Aangezien onze eigendomspool groeit, kunnen wij onze capaciteit
moeten uitbreiden om individuele gelijkheid tot stand te brengen
aangezien de grotere aantallen de distributies verdunnen. Als
één van onze doelstellingen onze invloed door de groei moet
uitbreiden, kunnen wij vindingrijke nieuwe vormen van de groei moeten
vinden, als het naleven van de Regel van 150 of het uitvoeren van
nieuwe vormen van de franchising. Het zorgvuldige onderzoek en
de controle van de groei zijn de ketting van een prominente van het
verbindingszuiden Berg van waarden geworden. Het is een
sleepboot op de koker die onze volledige aandacht heeft; het
evangelie van de ongebreidelde groei is niet de juiste doctrine voor
ons.
Daar een verhaal over een visser die op het strand met
zijn vrouw één middag genietend van de branding en van de zon zat.
Hij had van een grote vangst genoten dat ochtend, zodat hij voor
de dag binnenkwam. Een rijke zakenman hoorde over zijn succes en
benaderde hem.
"Waarom niet u hield vissend en binnen tweemaal zo veel?"
bracht hij vroeg.
"Waarom?" zei de visser.
"Omdat u meer geld kon maken. Koop misschien een
andere boot en huur sommige werknemers in."
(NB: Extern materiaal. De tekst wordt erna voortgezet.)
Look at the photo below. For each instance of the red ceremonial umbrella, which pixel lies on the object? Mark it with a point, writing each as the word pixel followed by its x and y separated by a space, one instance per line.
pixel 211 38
"Waarom?" de opnieuw gevraagde visser.
"U kon houden, groeiend winsten verhogen, en meer boten
kopen. Als u lang en hard bij het na sommige jaren you'd werkte
groei rijk."
"Waarom ik dat zou willen doen?"
"Omdat toen u en uw vrouw zich op het strand kon
terugtrekken en ontspannen," zei de zakenman.
"Maar dat wat ik." nu doe
John Abrams is de voorzitter van South Mountain Company,
een werknemer-bezeten bouwstijl/een ontwerpfirma op de Wijngaard van
Martha. Dit artikel is excerpted met toestemming van zijn nieuw
boek, het Bedrijf geweest dat wij hebben gehouden: Opnieuw
uitvindend Kleine Onderneming voor Mensen, Gemeenschap, en Plaats
(Groene Chelsea), in wie hij de rol van kleine onderneming in het
bevorderen van gemeenschap onderzoekt, creërend sociale gelijkheid,
en handhavend ecologisch evenwicht.
Artikel Bron: Messaggiamo.Com
Related:
» Legit Online Jobs
» Wholesale Suppliers
» The Evolution in Anti-Spyware
» Automated Money Machine On eBay
Webmaster krijgen html code
Voeg dit artikel aan uw website!
Webmaster verzenden van artikelen
Geen registratie vereist! Vul het formulier in en uw artikel is in de Messaggiamo.Com Directory!